This repository contains the official code for the paper "Towards Semantic Query Engines: Finding a Common Ground". The current version aims to experiment with three LLM-based Semantic Query Engines (SQEs) -Lotus, Palimpzest, BlendSQL- and one SLM-based engine. We evaluate these systems over a unified setting of 18 newly designed queries. We manually scrapted all the scripts for creating the corresponding queries for each LLM-based system. For the ELEET system, we include only the evaluation scripts, as we utilized its official implementation for the query execution.
Deep learning has enabled semantic operations opening the door to querying heterogeneous data far beyond the limits of classical relational systems. A growing set of Semantic Query Engines (SQEs) integrates these capabilities, but the landscape remains fragmented, lacking shared operator definitions, architectural patterns, and comparable evaluation. This paper provides the first systematic analysis of SQEs across semantic operator classes, query capabilities, and system architectures. We introduce taxonomies for semantic operators and SQE query expressiveness, and develop operator comparison graphs to characterize operator substitutability across systems. Our empirical study across representative SQEs reveals fundamental challenges and gaps laying the groundwork for more coherent and interoperable next-generation SQEs.
All directories that are linked to a system are structured in a identical manner:
system/
├── environment.yml
└── queries/
└── <operation_class>/ # derivation, selection, join or aggregation
├── <query_name>/ # One of (Q1, Q2, ..., Q18)
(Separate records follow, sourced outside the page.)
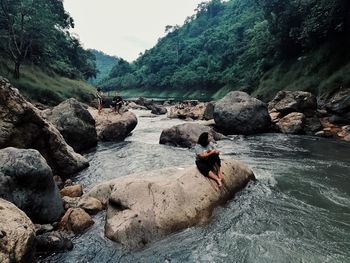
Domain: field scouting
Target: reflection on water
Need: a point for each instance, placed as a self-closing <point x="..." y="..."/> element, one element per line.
<point x="298" y="211"/>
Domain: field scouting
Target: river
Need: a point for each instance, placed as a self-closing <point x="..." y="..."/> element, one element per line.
<point x="297" y="211"/>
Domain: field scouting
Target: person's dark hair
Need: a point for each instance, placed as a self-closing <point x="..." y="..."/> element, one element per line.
<point x="203" y="139"/>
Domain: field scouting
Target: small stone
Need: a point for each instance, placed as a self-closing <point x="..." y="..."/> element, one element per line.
<point x="70" y="202"/>
<point x="53" y="242"/>
<point x="76" y="220"/>
<point x="40" y="229"/>
<point x="68" y="182"/>
<point x="90" y="205"/>
<point x="72" y="191"/>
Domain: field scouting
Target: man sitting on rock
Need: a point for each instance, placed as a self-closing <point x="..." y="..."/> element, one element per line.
<point x="117" y="103"/>
<point x="207" y="158"/>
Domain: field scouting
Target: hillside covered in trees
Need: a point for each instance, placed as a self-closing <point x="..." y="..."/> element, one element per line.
<point x="39" y="55"/>
<point x="259" y="46"/>
<point x="104" y="64"/>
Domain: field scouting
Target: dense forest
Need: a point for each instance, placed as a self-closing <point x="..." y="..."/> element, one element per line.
<point x="247" y="45"/>
<point x="104" y="64"/>
<point x="36" y="32"/>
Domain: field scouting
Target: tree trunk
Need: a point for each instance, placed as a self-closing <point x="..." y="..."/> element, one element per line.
<point x="16" y="70"/>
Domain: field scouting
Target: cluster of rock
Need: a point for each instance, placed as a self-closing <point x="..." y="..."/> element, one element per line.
<point x="154" y="107"/>
<point x="142" y="208"/>
<point x="191" y="111"/>
<point x="290" y="112"/>
<point x="22" y="126"/>
<point x="27" y="182"/>
<point x="297" y="112"/>
<point x="34" y="146"/>
<point x="186" y="135"/>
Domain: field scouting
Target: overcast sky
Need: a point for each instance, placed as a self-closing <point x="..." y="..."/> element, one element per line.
<point x="124" y="28"/>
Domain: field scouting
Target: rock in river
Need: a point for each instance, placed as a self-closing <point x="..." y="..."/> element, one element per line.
<point x="21" y="126"/>
<point x="115" y="127"/>
<point x="146" y="207"/>
<point x="186" y="135"/>
<point x="17" y="235"/>
<point x="26" y="180"/>
<point x="75" y="123"/>
<point x="239" y="113"/>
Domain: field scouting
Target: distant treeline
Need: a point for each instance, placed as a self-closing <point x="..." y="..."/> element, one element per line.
<point x="233" y="43"/>
<point x="36" y="32"/>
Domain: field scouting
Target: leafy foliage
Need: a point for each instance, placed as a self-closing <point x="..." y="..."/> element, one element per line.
<point x="35" y="31"/>
<point x="104" y="64"/>
<point x="231" y="44"/>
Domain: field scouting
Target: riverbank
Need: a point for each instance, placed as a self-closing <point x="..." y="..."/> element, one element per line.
<point x="47" y="88"/>
<point x="285" y="216"/>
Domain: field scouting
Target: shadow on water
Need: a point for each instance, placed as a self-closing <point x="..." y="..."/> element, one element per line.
<point x="298" y="211"/>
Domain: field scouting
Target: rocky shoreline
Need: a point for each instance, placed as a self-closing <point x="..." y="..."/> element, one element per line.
<point x="41" y="209"/>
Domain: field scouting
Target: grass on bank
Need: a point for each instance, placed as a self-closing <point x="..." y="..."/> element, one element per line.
<point x="47" y="87"/>
<point x="322" y="72"/>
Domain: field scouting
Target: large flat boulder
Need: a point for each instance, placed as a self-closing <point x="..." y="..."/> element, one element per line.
<point x="75" y="123"/>
<point x="17" y="234"/>
<point x="293" y="123"/>
<point x="185" y="110"/>
<point x="114" y="127"/>
<point x="239" y="113"/>
<point x="27" y="181"/>
<point x="21" y="126"/>
<point x="146" y="207"/>
<point x="186" y="135"/>
<point x="339" y="103"/>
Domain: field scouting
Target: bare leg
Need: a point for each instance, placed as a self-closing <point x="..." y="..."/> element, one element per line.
<point x="219" y="173"/>
<point x="215" y="178"/>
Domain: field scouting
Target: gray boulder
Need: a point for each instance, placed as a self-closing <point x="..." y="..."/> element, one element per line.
<point x="186" y="135"/>
<point x="158" y="110"/>
<point x="239" y="113"/>
<point x="118" y="129"/>
<point x="56" y="241"/>
<point x="75" y="123"/>
<point x="26" y="180"/>
<point x="21" y="126"/>
<point x="209" y="111"/>
<point x="339" y="103"/>
<point x="294" y="101"/>
<point x="146" y="207"/>
<point x="293" y="123"/>
<point x="17" y="235"/>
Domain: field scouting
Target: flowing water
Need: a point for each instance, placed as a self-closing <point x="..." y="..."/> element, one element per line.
<point x="297" y="211"/>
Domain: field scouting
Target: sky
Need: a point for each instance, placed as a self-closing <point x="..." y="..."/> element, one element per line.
<point x="125" y="28"/>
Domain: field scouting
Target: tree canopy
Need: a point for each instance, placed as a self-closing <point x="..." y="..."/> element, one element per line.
<point x="36" y="31"/>
<point x="233" y="43"/>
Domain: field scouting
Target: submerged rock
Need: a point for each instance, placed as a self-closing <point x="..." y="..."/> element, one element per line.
<point x="184" y="111"/>
<point x="186" y="135"/>
<point x="56" y="241"/>
<point x="293" y="123"/>
<point x="72" y="191"/>
<point x="26" y="180"/>
<point x="76" y="220"/>
<point x="209" y="111"/>
<point x="146" y="207"/>
<point x="239" y="113"/>
<point x="158" y="110"/>
<point x="21" y="126"/>
<point x="114" y="127"/>
<point x="75" y="123"/>
<point x="17" y="235"/>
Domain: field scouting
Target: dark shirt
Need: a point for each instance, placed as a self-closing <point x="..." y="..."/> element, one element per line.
<point x="117" y="100"/>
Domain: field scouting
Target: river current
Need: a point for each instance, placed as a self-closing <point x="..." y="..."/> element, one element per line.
<point x="297" y="211"/>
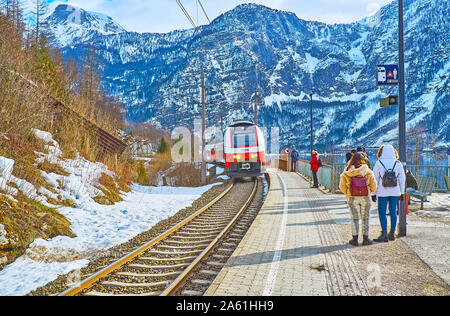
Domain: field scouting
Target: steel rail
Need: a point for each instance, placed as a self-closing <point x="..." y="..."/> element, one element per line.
<point x="177" y="283"/>
<point x="88" y="282"/>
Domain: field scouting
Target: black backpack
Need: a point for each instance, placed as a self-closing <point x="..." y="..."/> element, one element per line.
<point x="389" y="177"/>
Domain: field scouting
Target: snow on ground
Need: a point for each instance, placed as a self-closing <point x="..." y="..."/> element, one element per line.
<point x="97" y="227"/>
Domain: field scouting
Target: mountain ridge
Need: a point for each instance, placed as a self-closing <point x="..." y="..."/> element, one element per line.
<point x="158" y="75"/>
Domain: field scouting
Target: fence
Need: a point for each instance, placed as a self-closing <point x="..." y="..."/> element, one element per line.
<point x="329" y="175"/>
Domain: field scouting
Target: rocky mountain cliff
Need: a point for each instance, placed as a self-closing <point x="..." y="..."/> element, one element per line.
<point x="254" y="47"/>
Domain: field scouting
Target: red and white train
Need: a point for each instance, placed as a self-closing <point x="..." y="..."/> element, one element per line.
<point x="244" y="150"/>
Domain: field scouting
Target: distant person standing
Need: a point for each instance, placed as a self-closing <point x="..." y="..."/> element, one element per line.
<point x="314" y="168"/>
<point x="390" y="177"/>
<point x="294" y="158"/>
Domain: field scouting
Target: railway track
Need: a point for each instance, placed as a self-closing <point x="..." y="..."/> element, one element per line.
<point x="186" y="258"/>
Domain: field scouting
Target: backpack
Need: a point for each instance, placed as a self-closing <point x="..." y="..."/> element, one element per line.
<point x="358" y="186"/>
<point x="389" y="177"/>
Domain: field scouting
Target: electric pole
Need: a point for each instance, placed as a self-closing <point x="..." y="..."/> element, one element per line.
<point x="310" y="112"/>
<point x="401" y="112"/>
<point x="256" y="106"/>
<point x="203" y="131"/>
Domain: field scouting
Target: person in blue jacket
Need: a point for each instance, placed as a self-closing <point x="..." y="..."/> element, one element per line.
<point x="294" y="159"/>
└── <execution_script>.sh # Bash script for executing the query with multiple configurationsThe enviroment for each system is set up using Conda. Each system has its own environment.yml. To set up a system:
# Example for Lotus
cd lotus
conda env create -f environment.yml
conda activate lotus
Each directory corresponding to a semantic operation class includes a bash script as shown in the structure, which receives the LLM provider (vLLM or Ollama) along with the set of queries that will be executed (strict order), and executes both query and evaluation scripts with different input sizes. As of now, we have linked vLLM to the LLM that we used to report our measurements (i.e. Llama-3.3-70B-quantized.w8a8 from RedHatAI) and Ollama with the gemma3:12b, either with its default context window length or modified to 128.000 tokens (see the .Modfile). Note that all bash scripts must be executed from the root of the project.
Usage Example:
./lotus/queries/derivation/derivation_runs.sh vllm 1 3 6This command executes the Lotus implementation for queries Q1, Q3, and Q6 using RedHatAI/Llama-3.3-70b-quantized.w8a8 as the underlying model. Subsequently, it evaluates the outputs and saves logs to the statistics directory, recording both execution time and result quality.